In the second and third CDs Alessandrini and his company give us the shorter pieces, some of them rather closer to our traditional understanding of the madrigal, though the use of instrumental accompaniment, used as part of Monteverdi’s subtle understanding of his chosen texts – texts by poets such as Marino, Petrarch, Guarini, Rinuccini and Fulvio Testi – makes for music which is never easily or obviously limited by generic definitions. There are many minor masterpieces (minor in length, at least) here. The setting of Petrarch’s sonnet ‘Hor che’l ciel e terra e ’l vento tace’ is quite stunning, beginning, in the octave, with a hushed evocation of silence and the night sky, an evocation musically troubled by the unhappy speaker’s pains of love even before the text makes them explicit, and closing, in the setting of the sestet, in music which evokes the text’s despair while retaining great dignity. The rhythmic control of this performance, and the perfection with which voices are blended, are exemplary. Rossana Bertini is a seductively poignant soloist in the famous ‘Lamento della Ninfa’ – but it would be pointless to go on listing the many pleasures of this set. I suspect that I should end by listing every track.
 
In an interview printed in issue 17 of Goldberg, Alessandrini summed up his view of Monteverdi (and especially his madrigals) very succinctly:
 
“ Monteverdi was the father of a revolution in Western music. He was at a crossroads between vocal music, instrumental music and opera, and invented a new, far-reaching style. He made huge strides, for example, in the Eighth Book of Madrigals, particularly in Il Combattimento di Tancredi e Clorinda. There is no word to define this work; it isn’t a madrigal or an opera”.
 
That is the vision that underlies these recordings, and it makes for powerful, beautiful and moving listening. There are other complete recordings of Monteverdi’s Eight Book of Madrigals and – of course – there have been many recordings of individual items from the book.
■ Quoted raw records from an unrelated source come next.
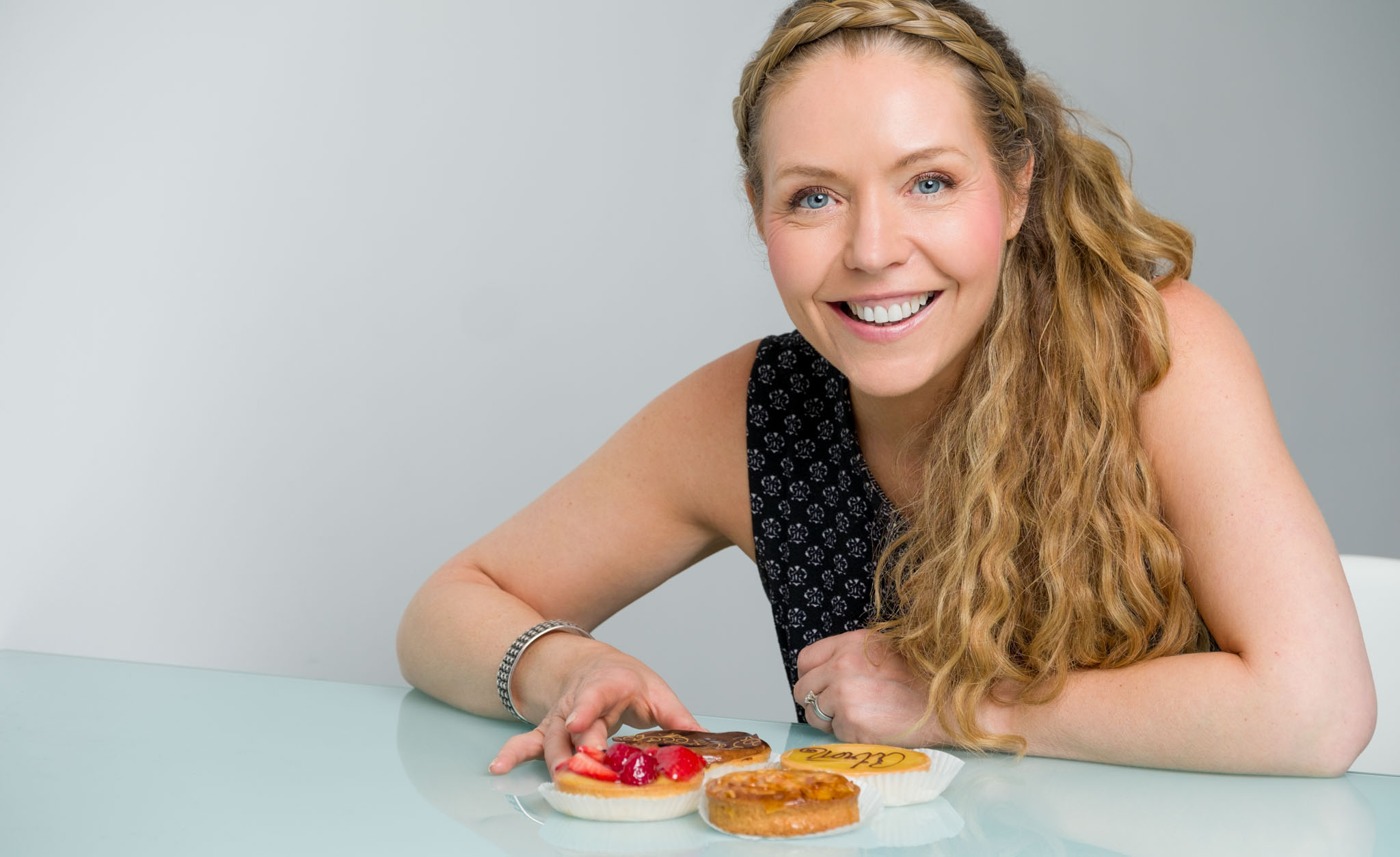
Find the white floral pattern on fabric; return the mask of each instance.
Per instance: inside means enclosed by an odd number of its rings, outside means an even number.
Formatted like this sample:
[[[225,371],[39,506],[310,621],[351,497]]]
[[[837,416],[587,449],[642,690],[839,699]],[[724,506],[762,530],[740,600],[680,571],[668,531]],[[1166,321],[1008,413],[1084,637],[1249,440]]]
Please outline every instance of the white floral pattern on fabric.
[[[869,622],[896,513],[861,454],[846,377],[799,332],[759,343],[748,405],[753,553],[791,686],[802,647]]]

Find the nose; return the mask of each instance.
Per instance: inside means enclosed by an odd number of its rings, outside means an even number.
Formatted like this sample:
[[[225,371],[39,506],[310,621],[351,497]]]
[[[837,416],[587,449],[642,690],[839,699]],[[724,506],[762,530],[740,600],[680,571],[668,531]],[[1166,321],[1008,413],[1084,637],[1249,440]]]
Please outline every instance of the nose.
[[[879,273],[907,262],[913,242],[904,234],[897,206],[892,200],[858,200],[851,211],[851,234],[846,242],[846,267]]]

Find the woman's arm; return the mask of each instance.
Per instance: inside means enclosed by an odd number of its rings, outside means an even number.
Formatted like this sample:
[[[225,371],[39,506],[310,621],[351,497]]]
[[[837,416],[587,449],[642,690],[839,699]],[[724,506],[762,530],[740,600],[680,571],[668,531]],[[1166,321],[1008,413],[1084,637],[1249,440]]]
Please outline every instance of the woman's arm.
[[[1340,774],[1371,739],[1376,697],[1337,550],[1239,329],[1189,283],[1162,295],[1172,368],[1142,396],[1140,427],[1187,585],[1222,651],[1079,671],[1053,702],[988,703],[981,723],[1023,735],[1039,756]],[[833,724],[809,717],[818,728],[946,741],[937,724],[904,731],[927,696],[864,632],[813,643],[798,669],[794,696],[822,689],[823,709],[839,713]]]
[[[399,626],[403,676],[468,711],[508,717],[496,669],[521,632],[542,619],[592,630],[721,548],[739,543],[752,553],[743,414],[755,350],[750,343],[682,379],[434,573]],[[525,651],[512,690],[525,717],[550,725],[507,745],[501,770],[538,755],[546,741],[547,759],[567,756],[570,730],[601,741],[622,721],[693,724],[641,662],[564,632]],[[571,710],[559,711],[566,690]],[[560,728],[575,709],[577,723]]]

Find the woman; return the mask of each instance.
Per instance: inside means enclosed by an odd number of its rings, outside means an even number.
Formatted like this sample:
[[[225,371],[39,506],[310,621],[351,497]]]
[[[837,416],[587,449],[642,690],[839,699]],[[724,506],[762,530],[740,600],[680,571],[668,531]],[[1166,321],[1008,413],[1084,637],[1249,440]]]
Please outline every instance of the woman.
[[[582,629],[738,545],[840,739],[1344,772],[1369,665],[1249,347],[1007,38],[960,1],[797,3],[735,122],[797,330],[662,393],[405,616],[413,685],[539,724],[491,770],[696,728]]]

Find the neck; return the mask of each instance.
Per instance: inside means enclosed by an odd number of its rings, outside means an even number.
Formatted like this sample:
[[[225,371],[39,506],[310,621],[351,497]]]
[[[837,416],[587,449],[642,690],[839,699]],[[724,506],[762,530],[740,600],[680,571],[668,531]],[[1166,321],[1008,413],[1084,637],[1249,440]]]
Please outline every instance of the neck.
[[[920,490],[920,447],[910,444],[952,398],[967,354],[924,386],[900,396],[872,396],[851,388],[855,437],[865,464],[881,489],[897,507]]]

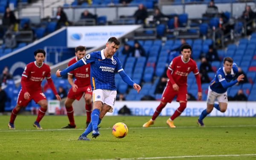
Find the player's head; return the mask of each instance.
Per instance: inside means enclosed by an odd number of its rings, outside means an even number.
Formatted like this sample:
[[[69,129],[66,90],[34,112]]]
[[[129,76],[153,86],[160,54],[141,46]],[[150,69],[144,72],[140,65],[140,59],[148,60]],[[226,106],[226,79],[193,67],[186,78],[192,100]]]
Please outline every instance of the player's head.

Here and there – especially on the first two CDs – there are very slight blemishes of instrumental intonation in Alessandrini’s performances. But overall this is a splendid set, a recording which does something like justice to one of the great vocal collections. These are very ‘Italian’ performances – full of drama, full of intensity, not afraid of exaggeration, never hampered by reticence. Some listeners will, perhaps, find them just a little too much so. Not me. This is the best complete set I know. Alessandrini and his company show one just how fully Monteverdi’s work speaks of the aesthetic world of its time, in a language that we can hear and understood. Alessandrini finds in the music (and texts) the equivalent of that theatricality of gesture and posture which characterises the paintings of Monteverdi’s contemporaries such as, say, Guido Reni and Guercino, a theatricality which is thoroughly ‘physical’ and yet simultaneously registers the movements of the heart and spirit. So does Monteverdi’s music. Look at Reni’s Angel Musicians in the frescoes of the Palazzo del Quirinale in Rome and it’s hard not to feel that they must be playing and singing Monteverdi! And if we could hear them they would surely sound something like the music we hear on these three discs!